The series of revelations in The Atlantic story included the allegation that while on a trip to France in 2018, the president referred to the U.S. soldiers killed in World War I as “losers” and “suckers,” according to multiple sources. He allegedly made one of the comments while refusing to visit a cemetery where some of the casualties are buried, saying, “Why should I go to that cemetery? It’s filled with losers.”

The Washington Post confirmed the gist of the story, citing a former senior administration official who said Trump regularly made such remarks about fallen and wounded veterans. Other confirmations of aspects of the story came from The Associated Press and Fox News.

The Atlantic said it contacted the White House multiple times for comment. Trump insisted Friday that, “Nobody called me from the magazine. ... They just write whatever they want to write.”
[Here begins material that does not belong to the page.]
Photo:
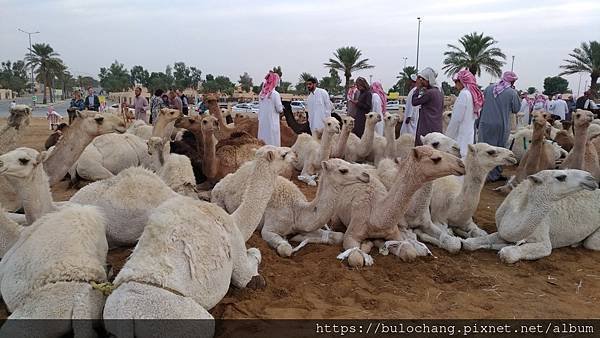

The article revived comments Trump made about McCain, a Navy pilot who spent more than five years as a prisoner of the North Vietnamese, in 2015, early in his first presidential campaign: “He’s not a war hero. He’s a war hero because he was captured. I like people that weren’t captured.”

Trump also called McCain, an Arizona Republican who was the party’s 2008 presidential nominee, a “loser” ― a comment the president denied in a tweet Thursday despite there being footage of the insult.

Asked during Friday’s briefing if he regretted those remarks, Trump replied, “I say what I say.” He then went on to list criticisms of McCain, one of the president’s most vocal GOP critics until his death in 2018.

“I never got along with John McCain,” Trump said. “I disagreed with John McCain. ... I wasn’t a fan. I disagreed with many of his views, I disagreed with his views on these ridiculous endless wars, I disagreed with the way he handled the vets, the (Veterans Affairs Department) ― the VA is running much better now.”

However, he continued, “that doesn’t mean I don’t respect him.”

Trump also lashed out at his former White House chief of staff John Kelly, a retired Marine Corps general who he suggested could be a source for The Atlantic’s report.

“Didn’t do a good job, had no temperament,” Trump said. “And ultimately he was petered out, he was exhausted. This man was totally exhausted. He wasn’t even able to function in the last number of months.”

One of Kelly’s sons was a Marine killed in Afghanistan. According to The Atlantic, when Trump and Kelly visited the son’s grave at Arlington National Cemetery on Memorial Day in 2017, the president said, “I don’t get it. What was in it for them?”

Kelly has made no public comment on the article, neither confirming nor ― many have noted ― denying the report.